Judge John Milton Bryan Simpson Papers
Scope and Content
This collection contains correspondence, newspaper clippings and case briefings. Box 1 contains briefings from civil rights cases in St. Augustine, especially complaints of racial injustice, lack of police protection for demonstrators, and segregation in hospitals, hotels and restaurants. Notable cases include Andrew Young vs. Governor Farris Bryant, regarding the protection of demonstrators in St. Augustine, and Lucille Plummer vs. James Brock (owner of Monson's Motor Lodge) regarding unlawful segregation. Boxes 2 and 3 contain favorable and unfavorable letters about Judge Simpson's rulings; newspaper clippings about the cases; and miscellaneous notes. For biographical information - including photographs in a photo album, speeches, and an audio cassette about the judge - see Box 4. Boxes 5 and 6 contain general correspondence files arranged chronologically from 1950 to 1983. The remaining boxes contain correspondence between the judge and prisoners, typically in regards to appeals. These are arranged alphabetically by last name of prisoner from H-Z. (The correspondence for A-G appears to be missing from the collection.) Boxes 11-12 contain docket papers for the U.S. Court of Appeals for the 5th Circuit, Jacksonville, dating from 1961 to 1978.
Dates
- Creation: 1933-1983
Creator
Access
The collection is open for research.
Biographical/Historical Note
John Milton Bryan Simpson was born in Kissimmee, Florida, on May 30, 1903. He graduated from the University of Florida Law School in 1926. He then moved to Jacksonville, where he ran a private practice and later worked as a judge in the Criminal Court of Record of Duval County from 1939 to 1946. During World War II he worked in France rebuilding local government. In 1950, President Harry S Truman appointed him to the U.S. District Court for the Southern District of Florida. From 1962 to 1966 he served as chief judge for the U. S. District Court Middle District of Florida. He served on the U. S. Court of Appeals from 1966 until his death on August 22, 1987.
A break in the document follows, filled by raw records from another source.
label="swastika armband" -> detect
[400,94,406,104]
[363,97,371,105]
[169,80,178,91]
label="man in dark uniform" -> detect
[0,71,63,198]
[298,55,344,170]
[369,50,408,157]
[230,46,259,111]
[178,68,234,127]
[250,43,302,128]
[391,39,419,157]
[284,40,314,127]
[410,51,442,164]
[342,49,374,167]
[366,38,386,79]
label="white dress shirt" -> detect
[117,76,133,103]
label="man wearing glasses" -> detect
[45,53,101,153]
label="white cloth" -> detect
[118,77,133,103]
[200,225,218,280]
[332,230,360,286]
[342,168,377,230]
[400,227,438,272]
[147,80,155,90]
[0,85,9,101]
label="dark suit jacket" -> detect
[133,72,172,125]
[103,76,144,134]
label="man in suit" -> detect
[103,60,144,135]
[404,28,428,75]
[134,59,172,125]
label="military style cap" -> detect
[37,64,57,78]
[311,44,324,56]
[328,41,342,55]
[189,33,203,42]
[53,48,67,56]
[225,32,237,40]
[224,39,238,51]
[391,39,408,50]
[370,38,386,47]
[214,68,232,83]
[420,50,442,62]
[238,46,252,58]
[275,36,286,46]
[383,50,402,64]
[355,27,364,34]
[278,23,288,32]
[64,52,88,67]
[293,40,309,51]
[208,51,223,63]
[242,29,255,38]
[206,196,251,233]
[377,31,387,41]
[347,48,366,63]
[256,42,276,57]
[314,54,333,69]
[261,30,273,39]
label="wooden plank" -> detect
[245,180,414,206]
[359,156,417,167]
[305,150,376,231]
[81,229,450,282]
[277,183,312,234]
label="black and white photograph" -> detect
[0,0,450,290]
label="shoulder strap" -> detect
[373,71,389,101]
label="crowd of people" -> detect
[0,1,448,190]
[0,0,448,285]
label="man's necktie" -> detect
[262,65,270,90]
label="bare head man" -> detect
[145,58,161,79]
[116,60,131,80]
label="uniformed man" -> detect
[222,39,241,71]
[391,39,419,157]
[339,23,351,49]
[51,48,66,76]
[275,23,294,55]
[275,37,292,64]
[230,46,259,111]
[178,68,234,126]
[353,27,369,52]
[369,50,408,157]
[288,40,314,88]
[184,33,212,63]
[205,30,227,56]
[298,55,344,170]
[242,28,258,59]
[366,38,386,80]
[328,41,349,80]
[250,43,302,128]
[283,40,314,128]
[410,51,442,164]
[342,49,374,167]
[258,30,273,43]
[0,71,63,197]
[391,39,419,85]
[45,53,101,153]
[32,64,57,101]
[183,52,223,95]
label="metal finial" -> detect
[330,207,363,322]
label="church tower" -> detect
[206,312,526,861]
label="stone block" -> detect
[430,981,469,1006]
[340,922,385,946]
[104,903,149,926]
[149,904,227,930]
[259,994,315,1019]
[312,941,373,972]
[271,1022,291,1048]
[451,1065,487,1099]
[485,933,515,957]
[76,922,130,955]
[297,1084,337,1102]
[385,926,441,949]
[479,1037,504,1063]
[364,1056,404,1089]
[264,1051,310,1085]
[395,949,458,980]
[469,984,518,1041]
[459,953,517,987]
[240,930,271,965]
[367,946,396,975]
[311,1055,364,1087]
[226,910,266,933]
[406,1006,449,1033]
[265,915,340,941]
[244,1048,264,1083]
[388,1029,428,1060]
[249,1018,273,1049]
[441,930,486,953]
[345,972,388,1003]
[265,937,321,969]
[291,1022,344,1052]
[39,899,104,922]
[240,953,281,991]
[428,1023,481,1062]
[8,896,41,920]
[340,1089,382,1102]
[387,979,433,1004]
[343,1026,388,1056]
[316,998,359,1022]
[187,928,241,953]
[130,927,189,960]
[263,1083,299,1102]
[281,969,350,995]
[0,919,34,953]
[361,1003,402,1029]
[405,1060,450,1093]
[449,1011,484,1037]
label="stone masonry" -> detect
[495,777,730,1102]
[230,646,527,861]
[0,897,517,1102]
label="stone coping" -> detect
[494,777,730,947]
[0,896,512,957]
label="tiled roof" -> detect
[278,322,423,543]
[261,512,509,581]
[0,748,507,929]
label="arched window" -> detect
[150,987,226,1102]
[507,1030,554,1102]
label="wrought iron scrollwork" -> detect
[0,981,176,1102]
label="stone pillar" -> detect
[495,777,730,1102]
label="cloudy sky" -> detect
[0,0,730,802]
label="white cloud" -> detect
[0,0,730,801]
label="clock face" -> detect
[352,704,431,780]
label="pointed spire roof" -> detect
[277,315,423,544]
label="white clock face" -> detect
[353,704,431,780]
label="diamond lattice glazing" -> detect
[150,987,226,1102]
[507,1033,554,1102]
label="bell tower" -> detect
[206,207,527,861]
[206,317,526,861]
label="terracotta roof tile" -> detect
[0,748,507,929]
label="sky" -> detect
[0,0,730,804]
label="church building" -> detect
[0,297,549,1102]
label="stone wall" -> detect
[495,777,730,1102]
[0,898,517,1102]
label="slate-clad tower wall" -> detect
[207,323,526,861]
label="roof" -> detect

Simpson was known for his willingness to "listen to the Supreme Court and the national voice on civil rights and to ignore the local din that would drown it out" (Friedman 1965, 213). This was exemplified by his efforts to ensure the constitutional rights of St. Augustine's Black citizens during a period of racial crisis in the mid 1960s, particularly in 1964. Judge Simpson enforced compliance with the Civil Rights Act of 1964 amongst the city's business owners and law enforcement officers within days of its signing.
Judge Bryan Simpson's career spanned nearly fifty years but his defining work undoubtedly came in St. Augustine in the 1960s. The city was in a state of racial crisis, and while most federal judges at the time resisted the Supreme Court's orders to desegregate, Simpson strove to protect the constitutional rights of Black citizens in St. Augustine.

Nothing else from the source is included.